В спешке Райф задел бедром за выступ в стене. Его развернуло, и стекло лампы у него на поясе разбилось. Осколки вспороли грубую ткань портков и впились в ногу. Поморщившись от боли, Райф замедлил бег, старательно заботясь о том, чтобы не погасла лампа. Только у надзирателя был кремень, чтобы снова зажечь погасший огонек.

«Этого не должно случиться!..»

Райфу доводилось видеть других каторжников, наказанных темнотой. Бедолаг спускали без лампы в колодец и оставляли там на несколько дней. Нередко на поверхность они поднимались уже сломленными, обезумевшими. Этого Райф боялся больше всего: вечного мрака без конца. Да и как могло быть иначе? Все свои три десятка лет Райф прожил в землях Гулд’Гул на восточной окраине Венца, на границе выжженного солнцем мира, где никогда не наступает ночь и земля представляет собой песчаную пустыню, в которой обитают лишь омерзительные твари, а также племена дикарей, влачащих жалкое существование. Прожив всю свою жизнь под солнцем Гулд’Гула, Райф воспринимал ночь как выдумку, темноту, внушающую страх.

Кое-как выбравшись из облака пыли, Райф наконец остановился. Открепив от пояса лампу, он поднял ее вверх – осторожно, опасаясь, что от резкой встряски погаснет огонек на кончике опущенного в масло фитиля.

– Ты только не вздумай погаснуть! – предупредил он мерцающее пламя.

Глядя на оседающую пыль, Райф прислушался к успокоившейся земле позади. Сердце у него в груди также стало стучать тише. Он осмотрел подземный проход. Обвал закончился в ста шагах от него, полностью перегородив штрек. Со сводов продолжали осыпаться мелкие камешки. С громким треском сломалась деревянная подпорка, отчего Райф испуганно отскочил назад.

И все-таки, похоже, худшее осталось позади.

«Но что дальше?»

Райф громко чихнул, напугав себя, затем повернулся и огляделся вокруг. Этот уровень каменоломен был ему незнаком, хотя он наслушался рассказов о нем. Некоторое время назад его и десяток других каторжников подняли с соломенных подстилок в подземной темнице и под угрозой батогов отвели сюда, в этот отдаленный конец известнякового штрека. Здесь их спустили вниз на конопляных веревках, привязанных к пустой вагонетке, с помощью лебедки, приводимой в движение могучими буйволами где-то за входом в шахту. Говорили, что эта часть каменоломен давно заброшена. Кто-то утверждал, что штольни и штреки иссякли столетия назад, но большинство верили, что это место про`клятое, здесь обитают злые духи и злобные ведьмы.
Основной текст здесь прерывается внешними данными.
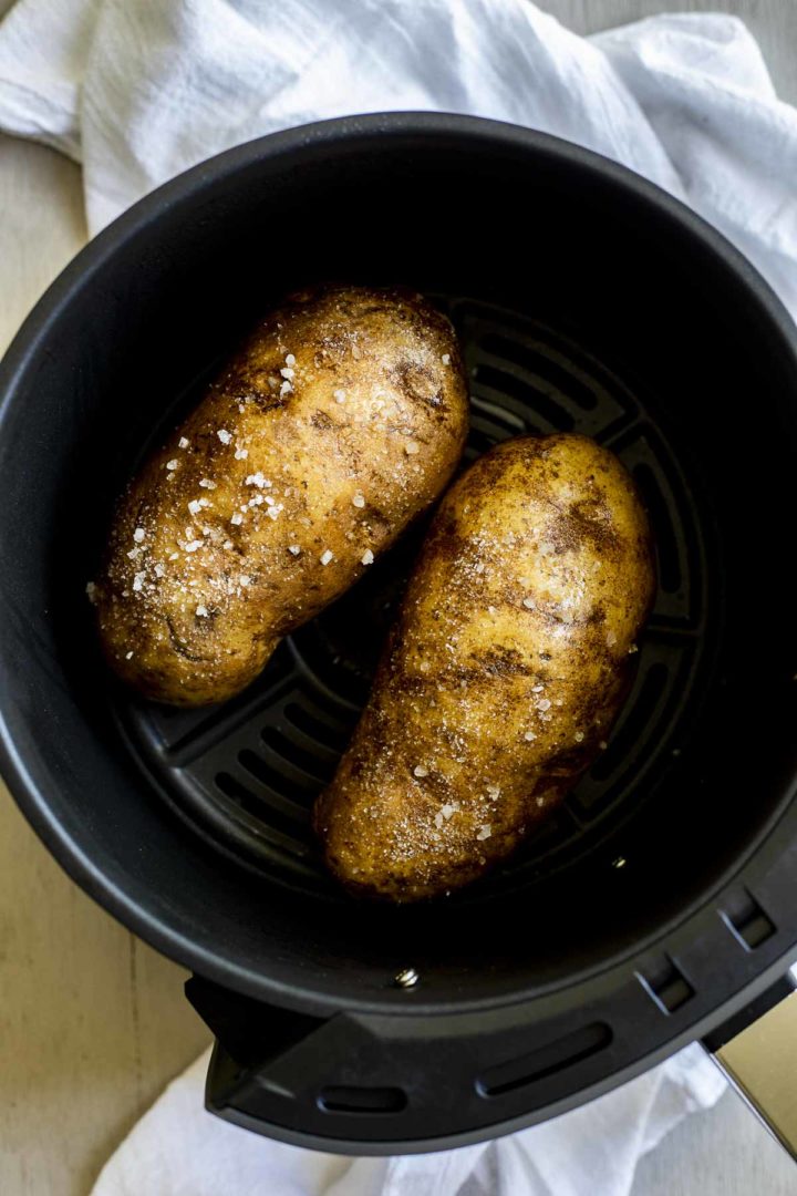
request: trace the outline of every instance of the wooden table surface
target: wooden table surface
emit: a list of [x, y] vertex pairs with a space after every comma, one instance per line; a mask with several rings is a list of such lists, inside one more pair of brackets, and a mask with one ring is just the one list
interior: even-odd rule
[[[0, 12], [8, 6], [0, 0]], [[759, 39], [781, 97], [797, 102], [795, 0], [541, 7], [581, 32], [662, 11], [735, 12]], [[0, 352], [85, 238], [76, 166], [0, 136]], [[208, 1041], [183, 980], [67, 879], [0, 785], [2, 1196], [87, 1196], [103, 1160]], [[797, 1171], [729, 1093], [643, 1161], [633, 1196], [754, 1192], [795, 1194]]]

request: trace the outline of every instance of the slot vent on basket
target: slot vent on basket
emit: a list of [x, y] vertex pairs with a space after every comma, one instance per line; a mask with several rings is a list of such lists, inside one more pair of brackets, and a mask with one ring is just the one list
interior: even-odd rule
[[755, 951], [777, 933], [777, 926], [759, 905], [755, 897], [743, 889], [725, 901], [719, 916], [746, 951]]
[[612, 1037], [612, 1030], [606, 1023], [593, 1021], [563, 1038], [546, 1042], [528, 1055], [491, 1067], [476, 1081], [476, 1090], [482, 1097], [503, 1097], [508, 1092], [516, 1092], [517, 1088], [556, 1075], [575, 1063], [583, 1063], [590, 1055], [608, 1046]]
[[590, 769], [595, 781], [603, 781], [618, 767], [618, 761], [629, 758], [634, 748], [649, 739], [650, 727], [666, 700], [670, 670], [658, 660], [651, 664], [637, 677], [632, 700], [624, 710], [624, 716], [612, 736], [609, 748], [602, 752]]
[[232, 773], [217, 773], [214, 777], [216, 787], [226, 798], [232, 799], [237, 806], [251, 814], [258, 828], [266, 835], [277, 832], [278, 846], [288, 850], [306, 853], [305, 840], [309, 828], [309, 811], [302, 806], [288, 801], [264, 800], [252, 789], [247, 788]]
[[544, 347], [538, 344], [527, 348], [519, 340], [496, 332], [488, 332], [482, 340], [482, 348], [491, 356], [511, 361], [522, 370], [544, 378], [556, 388], [560, 403], [576, 403], [584, 411], [591, 411], [597, 407], [597, 396], [594, 388], [584, 380], [586, 376], [572, 366], [568, 368], [563, 364], [565, 359], [557, 360], [551, 349], [545, 352]]
[[[284, 771], [284, 765], [288, 764], [293, 770], [307, 779], [309, 788], [327, 785], [332, 780], [337, 759], [330, 759], [329, 756], [326, 758], [321, 757], [315, 745], [313, 745], [314, 750], [304, 748], [295, 739], [288, 739], [276, 727], [264, 727], [260, 731], [260, 739], [269, 749], [269, 753], [274, 756], [275, 762], [278, 762], [281, 773]], [[255, 756], [255, 759], [258, 759], [258, 757]]]
[[406, 1109], [401, 1088], [367, 1088], [355, 1085], [329, 1085], [318, 1097], [325, 1113], [400, 1113]]
[[681, 563], [669, 505], [650, 465], [636, 465], [633, 478], [652, 525], [660, 585], [667, 593], [676, 593], [681, 588]]
[[576, 421], [566, 408], [515, 374], [497, 370], [492, 365], [479, 365], [476, 368], [476, 380], [479, 386], [485, 386], [498, 395], [508, 395], [515, 402], [528, 404], [529, 414], [541, 416], [559, 432], [571, 432], [575, 427]]
[[662, 956], [646, 974], [637, 972], [637, 980], [662, 1013], [675, 1013], [694, 996], [694, 989], [669, 956]]
[[329, 751], [343, 752], [351, 737], [352, 726], [332, 725], [325, 719], [319, 719], [301, 702], [289, 702], [286, 706], [286, 719], [293, 724], [296, 731], [301, 731], [313, 743], [320, 744]]
[[238, 757], [241, 768], [266, 786], [271, 793], [281, 794], [300, 806], [307, 806], [320, 789], [323, 781], [315, 781], [294, 768], [286, 768], [284, 762], [269, 761], [255, 751], [243, 751]]

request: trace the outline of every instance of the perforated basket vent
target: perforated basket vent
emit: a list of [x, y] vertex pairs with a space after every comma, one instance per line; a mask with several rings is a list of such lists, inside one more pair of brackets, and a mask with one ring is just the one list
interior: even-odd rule
[[[694, 502], [676, 456], [623, 379], [544, 324], [468, 300], [446, 306], [471, 378], [466, 460], [521, 433], [594, 437], [639, 486], [660, 578], [633, 690], [608, 749], [522, 855], [456, 898], [467, 902], [574, 862], [644, 800], [662, 756], [679, 750], [679, 719], [701, 651], [705, 569]], [[133, 750], [164, 797], [216, 847], [274, 881], [345, 899], [321, 866], [311, 810], [367, 697], [422, 531], [286, 640], [239, 698], [201, 712], [134, 700], [119, 707]]]

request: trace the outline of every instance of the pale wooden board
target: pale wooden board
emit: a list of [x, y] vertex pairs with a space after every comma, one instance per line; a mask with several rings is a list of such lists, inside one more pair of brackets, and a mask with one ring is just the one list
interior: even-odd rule
[[[2, 352], [85, 240], [78, 167], [0, 136], [0, 213]], [[0, 785], [2, 1196], [86, 1196], [209, 1039], [184, 978], [80, 892]]]
[[[0, 0], [0, 12], [6, 7]], [[797, 102], [796, 0], [541, 7], [580, 32], [666, 10], [735, 12], [759, 39], [779, 93]], [[76, 167], [0, 138], [0, 350], [84, 239]], [[0, 786], [2, 1196], [86, 1196], [108, 1153], [207, 1042], [183, 980], [63, 875]], [[752, 1192], [795, 1194], [797, 1172], [729, 1094], [643, 1161], [633, 1196]]]

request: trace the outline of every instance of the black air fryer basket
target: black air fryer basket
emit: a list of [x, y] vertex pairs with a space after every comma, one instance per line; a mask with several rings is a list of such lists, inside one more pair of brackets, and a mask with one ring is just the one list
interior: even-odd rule
[[[583, 432], [631, 470], [656, 536], [608, 750], [522, 855], [423, 908], [345, 896], [309, 828], [422, 527], [207, 710], [118, 688], [85, 598], [136, 464], [240, 331], [320, 279], [429, 294], [464, 346], [468, 458]], [[330, 1151], [439, 1149], [793, 1006], [797, 337], [682, 206], [486, 121], [292, 130], [92, 242], [24, 325], [0, 401], [5, 775], [75, 880], [195, 972], [215, 1111]]]

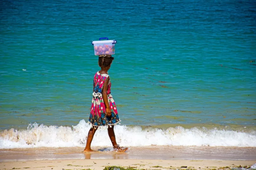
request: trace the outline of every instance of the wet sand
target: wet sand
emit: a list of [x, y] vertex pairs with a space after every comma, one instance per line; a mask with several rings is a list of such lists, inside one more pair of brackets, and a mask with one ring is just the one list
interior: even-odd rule
[[[240, 166], [248, 167], [254, 164], [255, 162], [253, 161], [214, 160], [72, 159], [2, 162], [0, 163], [0, 168], [3, 169], [30, 168], [29, 169], [33, 170], [102, 170], [106, 167], [107, 167], [106, 169], [108, 169], [109, 166], [117, 166], [134, 168], [134, 169], [176, 170], [188, 169], [216, 170], [230, 169], [232, 167]], [[182, 167], [184, 167], [181, 168]]]
[[254, 161], [256, 148], [151, 146], [131, 147], [121, 153], [111, 148], [94, 147], [98, 152], [84, 154], [84, 148], [38, 148], [0, 149], [0, 161], [70, 159], [208, 160]]

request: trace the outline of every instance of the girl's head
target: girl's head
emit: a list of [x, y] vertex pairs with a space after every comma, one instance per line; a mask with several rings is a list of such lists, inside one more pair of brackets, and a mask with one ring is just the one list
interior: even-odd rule
[[99, 56], [99, 66], [102, 69], [108, 70], [114, 60], [114, 57], [111, 55], [100, 55]]

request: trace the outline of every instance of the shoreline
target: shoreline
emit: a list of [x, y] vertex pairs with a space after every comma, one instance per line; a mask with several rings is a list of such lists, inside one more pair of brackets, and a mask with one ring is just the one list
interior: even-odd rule
[[0, 162], [83, 159], [150, 159], [255, 161], [256, 147], [156, 146], [130, 147], [124, 153], [112, 147], [92, 147], [98, 151], [84, 153], [84, 148], [36, 148], [0, 149]]
[[[113, 166], [129, 169], [231, 169], [233, 167], [249, 167], [255, 163], [254, 161], [232, 161], [215, 160], [166, 160], [136, 159], [72, 159], [51, 161], [27, 161], [0, 163], [1, 169], [33, 168], [33, 169], [78, 169], [102, 170], [113, 169]], [[107, 168], [105, 168], [107, 167]], [[112, 169], [110, 169], [112, 167]]]

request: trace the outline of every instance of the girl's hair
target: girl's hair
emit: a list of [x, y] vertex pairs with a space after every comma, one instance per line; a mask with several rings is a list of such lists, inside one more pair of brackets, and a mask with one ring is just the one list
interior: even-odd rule
[[114, 60], [114, 57], [99, 57], [99, 66], [101, 68], [105, 68], [110, 66]]

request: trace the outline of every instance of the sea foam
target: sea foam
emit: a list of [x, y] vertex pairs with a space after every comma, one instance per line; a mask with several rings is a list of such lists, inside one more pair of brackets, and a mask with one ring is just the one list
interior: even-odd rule
[[[27, 130], [13, 129], [0, 132], [0, 148], [37, 147], [84, 147], [90, 125], [84, 120], [72, 127], [47, 126], [36, 123], [30, 124]], [[116, 125], [115, 128], [117, 143], [127, 146], [152, 145], [256, 147], [256, 132], [208, 129], [205, 128], [185, 129], [181, 126], [166, 130], [139, 126]], [[92, 146], [111, 145], [107, 130], [98, 129]]]

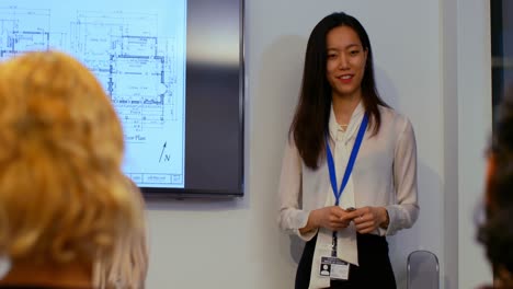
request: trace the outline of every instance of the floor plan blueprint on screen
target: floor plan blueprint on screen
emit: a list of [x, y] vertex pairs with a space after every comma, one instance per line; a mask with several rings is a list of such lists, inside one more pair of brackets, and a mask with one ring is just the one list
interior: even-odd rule
[[101, 81], [123, 122], [124, 171], [139, 186], [184, 186], [186, 1], [0, 3], [0, 59], [59, 49]]

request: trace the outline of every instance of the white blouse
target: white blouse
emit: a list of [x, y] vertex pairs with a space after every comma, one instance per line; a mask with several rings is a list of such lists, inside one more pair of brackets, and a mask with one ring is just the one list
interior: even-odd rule
[[[390, 222], [388, 229], [374, 234], [390, 235], [410, 228], [419, 215], [417, 196], [417, 147], [411, 123], [391, 108], [379, 106], [381, 126], [373, 136], [367, 129], [353, 172], [340, 199], [340, 207], [385, 207]], [[331, 111], [329, 120], [330, 148], [340, 188], [347, 160], [362, 123], [362, 103], [355, 108], [347, 129], [342, 131]], [[371, 119], [369, 119], [371, 120]], [[369, 122], [372, 124], [372, 122]], [[316, 251], [310, 275], [310, 288], [330, 286], [330, 278], [320, 276], [320, 257], [330, 256], [332, 232], [320, 228], [305, 234], [299, 229], [307, 224], [311, 210], [334, 205], [326, 157], [319, 167], [311, 170], [303, 162], [294, 140], [287, 142], [280, 182], [280, 227], [305, 241], [317, 233]], [[356, 231], [350, 227], [338, 232], [338, 257], [358, 265]]]

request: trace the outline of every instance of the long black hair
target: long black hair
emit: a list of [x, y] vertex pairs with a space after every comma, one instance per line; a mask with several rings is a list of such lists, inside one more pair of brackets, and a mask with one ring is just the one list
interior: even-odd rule
[[367, 61], [362, 80], [362, 100], [365, 112], [374, 124], [373, 132], [377, 134], [381, 125], [378, 105], [388, 105], [379, 97], [374, 79], [373, 50], [365, 28], [353, 16], [344, 12], [332, 13], [322, 19], [312, 30], [308, 38], [303, 71], [303, 85], [289, 136], [305, 164], [317, 169], [319, 157], [324, 151], [324, 135], [331, 108], [331, 85], [326, 76], [328, 33], [338, 26], [347, 26], [356, 32], [363, 48], [367, 51]]

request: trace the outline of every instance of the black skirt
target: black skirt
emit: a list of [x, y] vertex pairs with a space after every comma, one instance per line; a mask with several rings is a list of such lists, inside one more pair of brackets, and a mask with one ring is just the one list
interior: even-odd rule
[[[396, 277], [388, 257], [388, 242], [385, 236], [357, 234], [358, 264], [350, 265], [349, 280], [331, 280], [330, 288], [383, 288], [396, 289]], [[311, 263], [317, 235], [308, 241], [297, 267], [295, 289], [308, 289]]]

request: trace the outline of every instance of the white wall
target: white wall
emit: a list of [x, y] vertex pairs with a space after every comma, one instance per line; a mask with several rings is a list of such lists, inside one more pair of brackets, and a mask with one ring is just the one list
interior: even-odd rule
[[[454, 1], [463, 3], [469, 0]], [[469, 2], [477, 3], [479, 0]], [[463, 93], [475, 95], [472, 102], [482, 104], [480, 97], [486, 95], [486, 91], [480, 83], [483, 82], [475, 79], [477, 76], [471, 72], [454, 74], [449, 73], [451, 69], [460, 71], [489, 67], [486, 67], [483, 49], [475, 56], [477, 62], [468, 63], [467, 57], [470, 55], [466, 55], [465, 49], [458, 49], [458, 55], [465, 54], [465, 57], [458, 57], [458, 62], [455, 61], [453, 66], [444, 65], [444, 59], [455, 50], [453, 45], [444, 45], [447, 43], [444, 39], [448, 37], [442, 25], [444, 20], [449, 19], [444, 14], [446, 9], [456, 14], [455, 7], [451, 10], [442, 0], [247, 0], [246, 196], [235, 200], [150, 201], [148, 288], [293, 288], [301, 247], [297, 239], [282, 233], [275, 221], [281, 159], [296, 105], [308, 35], [321, 18], [341, 10], [356, 16], [366, 27], [375, 53], [381, 95], [391, 106], [406, 114], [415, 129], [421, 215], [413, 229], [390, 239], [390, 256], [399, 287], [406, 288], [407, 254], [417, 248], [426, 248], [438, 255], [443, 285], [457, 288], [457, 264], [448, 267], [451, 275], [444, 274], [445, 264], [451, 263], [446, 254], [452, 255], [454, 252], [446, 253], [457, 247], [454, 239], [447, 235], [457, 226], [447, 226], [446, 220], [461, 220], [458, 226], [464, 226], [465, 232], [453, 232], [456, 240], [458, 235], [460, 240], [468, 238], [471, 229], [467, 222], [468, 211], [458, 215], [457, 208], [448, 209], [445, 203], [455, 199], [467, 210], [461, 194], [474, 183], [463, 184], [454, 180], [454, 173], [448, 173], [454, 167], [448, 165], [444, 155], [449, 153], [446, 152], [449, 144], [460, 143], [459, 148], [466, 149], [464, 154], [459, 154], [461, 162], [456, 170], [468, 166], [469, 171], [464, 172], [464, 176], [479, 182], [476, 176], [481, 175], [481, 163], [477, 170], [472, 171], [471, 166], [475, 166], [472, 160], [479, 161], [482, 155], [477, 151], [483, 140], [482, 136], [472, 135], [478, 138], [477, 147], [470, 144], [472, 149], [467, 147], [469, 144], [463, 146], [469, 140], [466, 134], [447, 142], [447, 135], [452, 135], [446, 128], [451, 112], [444, 111], [444, 97], [456, 92], [460, 97], [457, 105], [449, 103], [449, 111], [459, 107], [457, 113], [461, 117], [457, 119], [467, 120], [468, 113], [461, 112], [459, 106]], [[470, 12], [458, 12], [458, 20], [464, 23], [468, 20], [467, 13], [479, 12], [480, 9], [476, 7], [469, 8]], [[453, 21], [453, 31], [461, 23]], [[474, 26], [480, 24], [480, 21], [476, 21]], [[459, 28], [457, 33], [460, 33]], [[478, 36], [475, 42], [487, 41], [481, 34]], [[457, 42], [470, 42], [470, 35]], [[475, 91], [469, 92], [470, 88], [463, 88], [459, 82], [457, 89], [447, 85], [444, 82], [444, 78], [449, 77], [447, 74], [452, 74], [454, 81], [461, 82], [466, 81], [466, 77], [471, 78], [475, 81], [471, 89]], [[458, 76], [461, 77], [456, 78]], [[478, 109], [481, 111], [475, 113], [480, 117], [488, 117], [482, 108]], [[458, 129], [463, 129], [461, 126]], [[457, 193], [445, 194], [444, 190], [448, 188], [459, 189], [459, 199], [454, 195]], [[472, 189], [477, 194], [478, 187]], [[453, 195], [447, 198], [447, 194]], [[466, 255], [467, 250], [476, 248], [475, 244], [464, 243], [465, 246], [459, 250], [460, 263], [471, 257]], [[465, 266], [459, 266], [460, 276], [467, 276], [467, 271], [474, 269], [467, 270]], [[472, 276], [481, 278], [479, 280], [487, 278], [479, 273]], [[461, 278], [459, 284], [467, 285]]]
[[457, 11], [459, 288], [476, 288], [491, 279], [472, 217], [481, 201], [492, 119], [490, 2], [458, 0]]

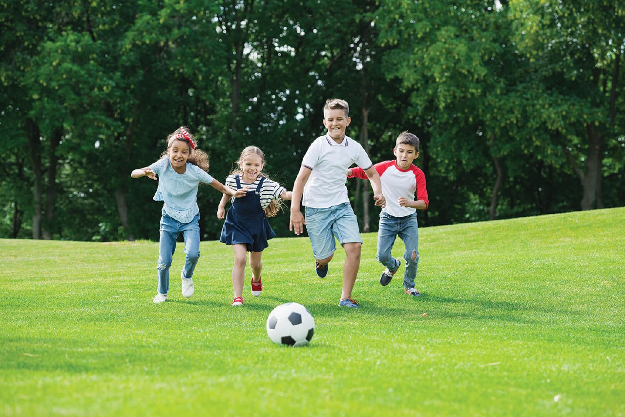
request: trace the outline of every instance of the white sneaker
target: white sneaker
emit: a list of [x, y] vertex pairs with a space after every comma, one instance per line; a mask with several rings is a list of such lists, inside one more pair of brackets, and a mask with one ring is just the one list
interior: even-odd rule
[[167, 301], [166, 294], [161, 294], [160, 293], [156, 293], [156, 296], [154, 297], [154, 301], [155, 303], [158, 304], [159, 303], [164, 303], [166, 301]]
[[185, 278], [182, 273], [180, 273], [180, 278], [182, 280], [182, 296], [189, 298], [193, 295], [195, 289], [193, 288], [193, 278]]

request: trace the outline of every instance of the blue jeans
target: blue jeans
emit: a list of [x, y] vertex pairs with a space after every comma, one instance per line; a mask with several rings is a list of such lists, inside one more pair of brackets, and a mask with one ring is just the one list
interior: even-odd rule
[[334, 253], [334, 238], [341, 245], [362, 243], [358, 221], [349, 203], [328, 208], [306, 207], [304, 215], [315, 259], [324, 259]]
[[[419, 264], [419, 225], [417, 213], [406, 217], [395, 217], [384, 212], [380, 213], [378, 231], [378, 254], [376, 259], [382, 265], [392, 271], [397, 268], [397, 261], [391, 254], [395, 239], [399, 236], [404, 242], [406, 250], [406, 271], [404, 273], [404, 288], [414, 288]], [[414, 259], [412, 259], [413, 253]]]
[[198, 259], [199, 259], [199, 214], [196, 214], [188, 223], [181, 223], [168, 216], [165, 211], [161, 217], [161, 238], [159, 239], [158, 292], [167, 294], [169, 291], [169, 267], [176, 251], [176, 239], [180, 233], [184, 238], [184, 268], [182, 275], [186, 278], [193, 277]]

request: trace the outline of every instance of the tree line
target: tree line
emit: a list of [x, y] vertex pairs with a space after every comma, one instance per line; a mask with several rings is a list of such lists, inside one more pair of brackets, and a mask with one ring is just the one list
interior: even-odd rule
[[[374, 162], [419, 137], [422, 226], [625, 201], [620, 2], [0, 0], [0, 237], [158, 239], [155, 184], [130, 172], [181, 125], [218, 179], [254, 144], [290, 189], [332, 97]], [[272, 225], [289, 235], [288, 213]]]

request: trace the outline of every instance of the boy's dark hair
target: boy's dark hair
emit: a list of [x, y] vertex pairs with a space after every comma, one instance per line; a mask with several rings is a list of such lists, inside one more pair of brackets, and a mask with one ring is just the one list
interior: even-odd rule
[[342, 100], [339, 98], [330, 98], [326, 100], [326, 104], [323, 106], [323, 109], [325, 110], [326, 109], [331, 110], [341, 109], [345, 112], [346, 118], [349, 116], [349, 104], [345, 100]]
[[399, 134], [395, 141], [395, 148], [401, 144], [412, 145], [414, 146], [414, 150], [419, 152], [419, 138], [417, 135], [412, 134], [408, 131], [404, 131]]

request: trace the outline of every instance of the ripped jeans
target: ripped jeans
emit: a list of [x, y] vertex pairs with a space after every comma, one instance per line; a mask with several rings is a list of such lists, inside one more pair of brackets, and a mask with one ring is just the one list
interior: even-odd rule
[[406, 248], [404, 288], [414, 288], [419, 264], [419, 225], [416, 213], [406, 217], [395, 217], [384, 211], [380, 213], [376, 258], [391, 271], [397, 268], [397, 261], [391, 254], [391, 251], [398, 236], [403, 241]]
[[162, 211], [161, 218], [161, 238], [159, 239], [158, 292], [167, 294], [169, 291], [169, 267], [176, 251], [176, 240], [182, 233], [184, 238], [184, 268], [182, 275], [186, 278], [193, 277], [198, 259], [199, 259], [199, 213], [188, 223], [181, 223]]

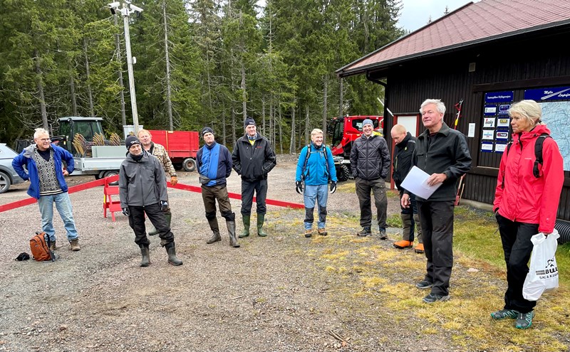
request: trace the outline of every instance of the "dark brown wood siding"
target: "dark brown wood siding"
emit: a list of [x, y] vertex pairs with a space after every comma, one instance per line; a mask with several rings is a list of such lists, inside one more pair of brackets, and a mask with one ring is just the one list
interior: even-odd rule
[[[457, 129], [467, 135], [469, 124], [475, 123], [475, 135], [467, 138], [473, 164], [465, 178], [463, 198], [490, 204], [502, 154], [480, 151], [484, 93], [513, 90], [517, 102], [523, 99], [525, 89], [570, 86], [570, 55], [562, 45], [568, 35], [551, 32], [493, 42], [437, 58], [418, 58], [370, 75], [385, 80], [387, 105], [396, 115], [417, 113], [425, 99], [441, 99], [447, 107], [444, 121], [453, 128], [457, 113], [454, 105], [464, 99]], [[469, 72], [472, 63], [475, 69]], [[393, 124], [393, 119], [387, 116], [384, 129], [388, 145], [392, 145], [389, 132]], [[564, 174], [558, 217], [568, 220], [570, 172]]]

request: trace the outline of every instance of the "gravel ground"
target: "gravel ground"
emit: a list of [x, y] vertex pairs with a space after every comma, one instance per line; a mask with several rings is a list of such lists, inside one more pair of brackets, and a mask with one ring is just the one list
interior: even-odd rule
[[[301, 203], [294, 191], [296, 158], [279, 156], [270, 174], [268, 198]], [[197, 185], [196, 173], [180, 172], [180, 183]], [[70, 185], [92, 181], [68, 178]], [[351, 181], [345, 184], [349, 184]], [[230, 192], [239, 192], [235, 174]], [[0, 203], [26, 198], [27, 184], [0, 195]], [[71, 194], [81, 250], [68, 250], [63, 225], [54, 215], [60, 259], [16, 262], [29, 252], [28, 239], [41, 228], [37, 206], [0, 215], [0, 351], [402, 351], [453, 349], [445, 333], [400, 338], [413, 322], [385, 316], [382, 307], [345, 294], [342, 277], [331, 275], [314, 251], [326, 243], [302, 235], [304, 211], [268, 206], [269, 235], [240, 240], [241, 248], [207, 245], [210, 231], [200, 194], [169, 188], [181, 267], [167, 263], [157, 236], [151, 237], [149, 267], [139, 267], [140, 251], [128, 219], [103, 218], [101, 187]], [[232, 200], [241, 230], [239, 202]], [[329, 198], [329, 219], [358, 218], [356, 194]], [[398, 199], [389, 198], [389, 213]], [[220, 228], [223, 218], [218, 214]], [[253, 222], [253, 221], [252, 221]], [[352, 221], [351, 223], [358, 224]], [[352, 235], [358, 227], [336, 225], [327, 241]], [[399, 238], [390, 229], [390, 239]], [[255, 231], [254, 231], [254, 234]], [[390, 249], [391, 240], [373, 240]], [[354, 246], [369, 245], [370, 242]], [[391, 249], [394, 251], [395, 250]], [[420, 256], [408, 251], [421, 267]], [[420, 278], [405, 277], [407, 284]], [[423, 293], [423, 292], [422, 292]], [[407, 324], [411, 325], [406, 325]], [[341, 344], [335, 331], [348, 340]]]

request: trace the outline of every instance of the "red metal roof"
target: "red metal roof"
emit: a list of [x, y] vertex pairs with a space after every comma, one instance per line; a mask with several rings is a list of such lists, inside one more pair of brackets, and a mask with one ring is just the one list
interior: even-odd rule
[[425, 53], [570, 23], [570, 0], [482, 0], [447, 14], [336, 72], [357, 74]]

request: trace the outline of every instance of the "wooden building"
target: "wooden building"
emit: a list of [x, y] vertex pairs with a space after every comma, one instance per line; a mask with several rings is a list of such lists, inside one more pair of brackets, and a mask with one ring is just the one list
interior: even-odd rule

Райф не придавал особой веры этим рассказам. Он знал, что кое-кто из рудокопов запихивает хлебные корки в трещины в камне; надзиратели так же в точности поступали с монетами, по большей части с медными пинчами, но иногда и с серебряными эйри. И все это для того, чтобы ублажить духов.

 

Но только не Райф.

У себя на родине, в глухих переулках Наковальни, он научился доверять только тому, что можно потрогать своими руками или увидеть собственными глазами. Он не признавал рассказы о богах, призраках и привидениях. Живя в Наковальне, Райф усвоил, что в мире и так достаточно того, чего нужно бояться. Ночами в Наковальне разбоем и грабежами занимались не какие-то там привидения, а живые люди из плоти и крови, пытающиеся стянуть чужое.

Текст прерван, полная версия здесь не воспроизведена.